BEIJING -- Mikaela Shiffrin confirmed that she will, indeed, race a downhill at the Winter Olympics for the first time Tuesday. And she said she is changing how she thinks about what is at stake as she prepares for her fourth event in Beijing.

"It'll be really nice to race tomorrow. But you don't really come to the Olympics to feel nice," Shiffrin said after finishing Monday's second training session on the course known as The Rock at the Yanqing Alpine Skiing Center with the 15th-fastest time among the women who didn't miss a gate. "It's going to be intense and a little bit of nerves, for sure."

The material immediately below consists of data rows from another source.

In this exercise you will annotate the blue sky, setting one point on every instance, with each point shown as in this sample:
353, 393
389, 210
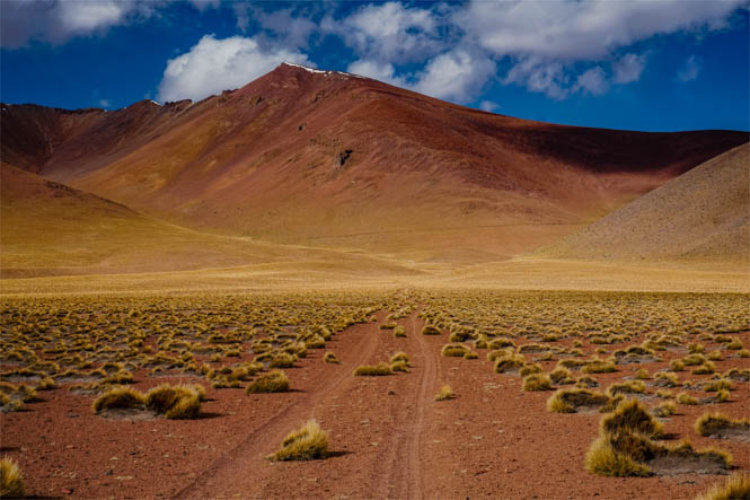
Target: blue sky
657, 65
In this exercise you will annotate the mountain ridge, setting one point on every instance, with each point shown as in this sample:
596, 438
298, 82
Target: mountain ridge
299, 156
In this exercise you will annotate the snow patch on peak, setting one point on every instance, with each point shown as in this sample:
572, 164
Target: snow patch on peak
321, 72
306, 68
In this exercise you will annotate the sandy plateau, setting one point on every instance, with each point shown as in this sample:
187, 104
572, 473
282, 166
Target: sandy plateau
182, 286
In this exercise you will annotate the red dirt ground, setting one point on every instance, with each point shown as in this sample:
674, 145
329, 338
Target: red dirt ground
389, 437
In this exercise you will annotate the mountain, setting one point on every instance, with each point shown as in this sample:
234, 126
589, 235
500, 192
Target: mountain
331, 159
51, 229
702, 216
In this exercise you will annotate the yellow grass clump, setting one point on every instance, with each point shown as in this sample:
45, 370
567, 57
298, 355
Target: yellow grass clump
378, 370
309, 442
11, 479
445, 393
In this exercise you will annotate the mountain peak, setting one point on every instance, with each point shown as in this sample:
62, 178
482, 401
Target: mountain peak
301, 68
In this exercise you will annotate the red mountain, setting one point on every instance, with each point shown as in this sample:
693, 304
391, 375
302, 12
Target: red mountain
318, 157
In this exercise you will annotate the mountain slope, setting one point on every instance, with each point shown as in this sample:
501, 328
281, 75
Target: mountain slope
326, 158
701, 216
51, 229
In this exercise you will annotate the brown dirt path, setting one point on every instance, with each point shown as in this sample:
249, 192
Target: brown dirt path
241, 470
377, 428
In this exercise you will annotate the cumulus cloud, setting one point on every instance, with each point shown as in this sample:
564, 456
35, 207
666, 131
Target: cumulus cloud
628, 68
488, 106
214, 65
384, 72
584, 29
458, 75
389, 32
593, 81
689, 70
549, 78
287, 29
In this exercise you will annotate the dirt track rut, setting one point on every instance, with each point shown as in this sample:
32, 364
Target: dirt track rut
382, 461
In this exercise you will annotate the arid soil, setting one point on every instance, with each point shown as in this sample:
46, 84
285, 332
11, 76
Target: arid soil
389, 437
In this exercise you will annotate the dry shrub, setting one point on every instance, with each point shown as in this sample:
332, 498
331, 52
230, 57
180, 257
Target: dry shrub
119, 398
378, 370
11, 479
445, 393
710, 424
631, 417
430, 330
537, 382
330, 357
177, 402
568, 400
309, 442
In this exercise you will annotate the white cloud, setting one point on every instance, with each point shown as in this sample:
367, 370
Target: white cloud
457, 75
290, 31
628, 68
489, 106
214, 65
690, 70
549, 78
384, 72
584, 29
389, 32
593, 81
205, 4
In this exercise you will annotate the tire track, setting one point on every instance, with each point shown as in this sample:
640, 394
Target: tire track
241, 469
406, 477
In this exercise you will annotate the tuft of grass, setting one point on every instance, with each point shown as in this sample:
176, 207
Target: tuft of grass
454, 350
379, 370
273, 381
735, 487
330, 357
11, 479
537, 382
445, 393
676, 365
530, 369
121, 398
599, 366
309, 442
400, 356
604, 460
282, 360
561, 376
568, 400
664, 379
400, 366
632, 387
664, 409
686, 399
630, 416
430, 330
175, 402
710, 424
707, 368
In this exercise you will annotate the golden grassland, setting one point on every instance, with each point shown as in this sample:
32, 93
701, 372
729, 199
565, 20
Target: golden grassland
570, 343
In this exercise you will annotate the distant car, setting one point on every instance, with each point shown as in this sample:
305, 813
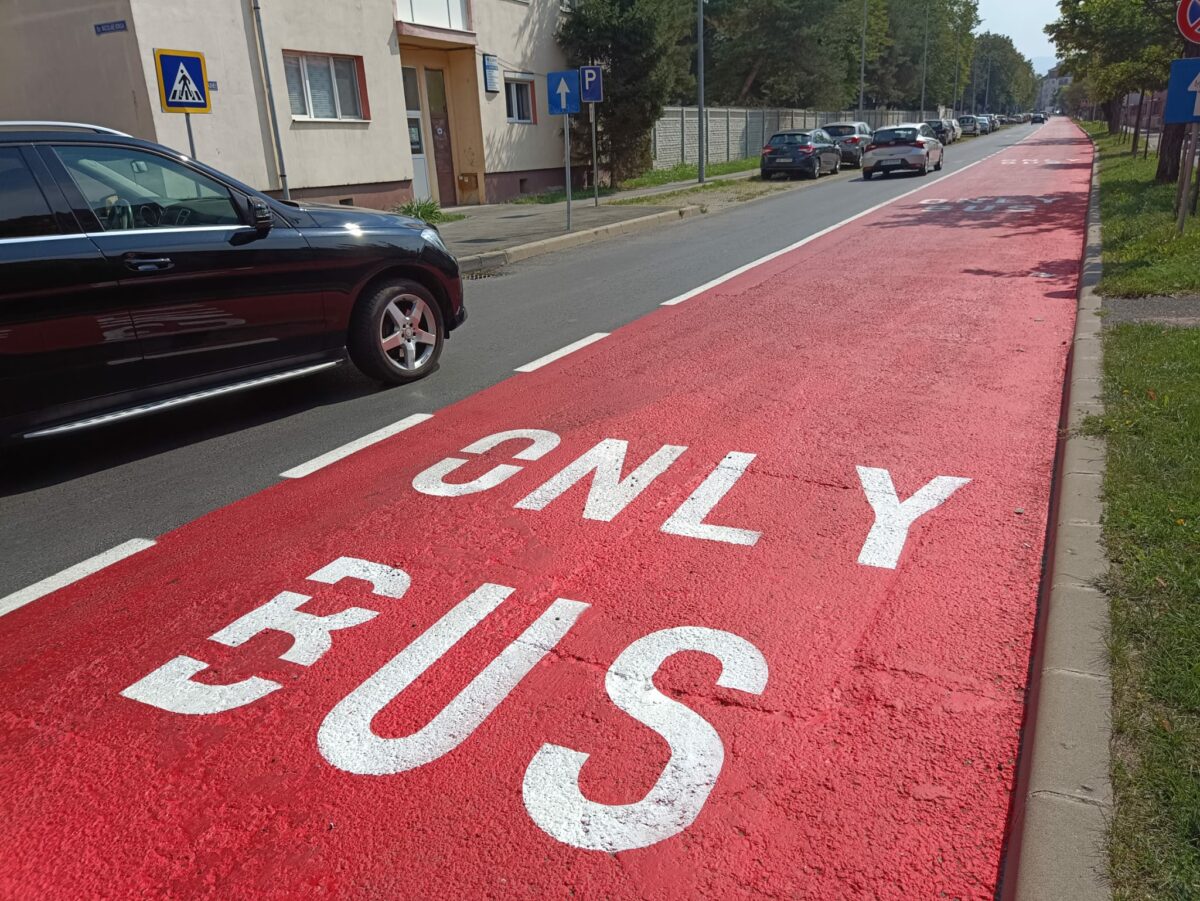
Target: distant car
911, 146
135, 278
852, 138
941, 130
809, 152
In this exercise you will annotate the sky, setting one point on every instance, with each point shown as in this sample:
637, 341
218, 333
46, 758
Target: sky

One unexpected bit of help, she said, arrived Sunday, when what was supposed to be another training session was called off because of heavy snow.

Shiffrin said it was her only day off in a span of about 2½ weeks.

"It was good to get some rest, some recovery, a little bit of kind of a strength session in and get the muscle priming," she said.

The two-time gold medalist in Alpine skiing did not finish her opening runs in either of her initial two events, the two-leg giant slalom and slalom, before coming in ninth in the super-G, another race she hadn't previously entered at an Olympics.

As someone who specialized in the technical disciplines of slalom and giant slalom, the speed events of downhill and super-G are still new and works-in-progress for Shiffrin.

Shiffrin, 26, has 47 World Cup victories in slalom -- more than any other person in any race -- and 14 in giant slalom, with four in super-G and two in downhill.

And although she said, "There's always some part of you that's thinking, 'Maybe there's a chance,'" when it comes to getting a top-three result Tuesday, Shiffrin gave some fresh insight into her mindset.

"I'm not focusing on the medal anymore. It's just trying to do my best execution every day. Anyway, that's my best shot at a medal. So it's a little bit of maybe a paradox ... that your best chance to have that performance is to stop thinking about the performance and to focus on what you're doing in that moment," Shiffrin said. "So I'm just trying to be present in the moment, especially with the downhill."

Beyond that, this time spent doing that event figures to help her in Thursday's Alpine combined, which adds the times from one downhill run and one slalom run. She took home a silver in combined at the 2018 Pyeongchang Olympics.

The downhill champion four years ago, Italy's Sofia Goggia, was fourth-fastest Monday behind leader Joana Haehlen of Switzerland and figures she will be able to contend for a top finish despite badly injuring her left knee and leg in a crash during a super-G three weeks ago.

"I didn't think about the leg at all," Goggia said, "and I think that was evident."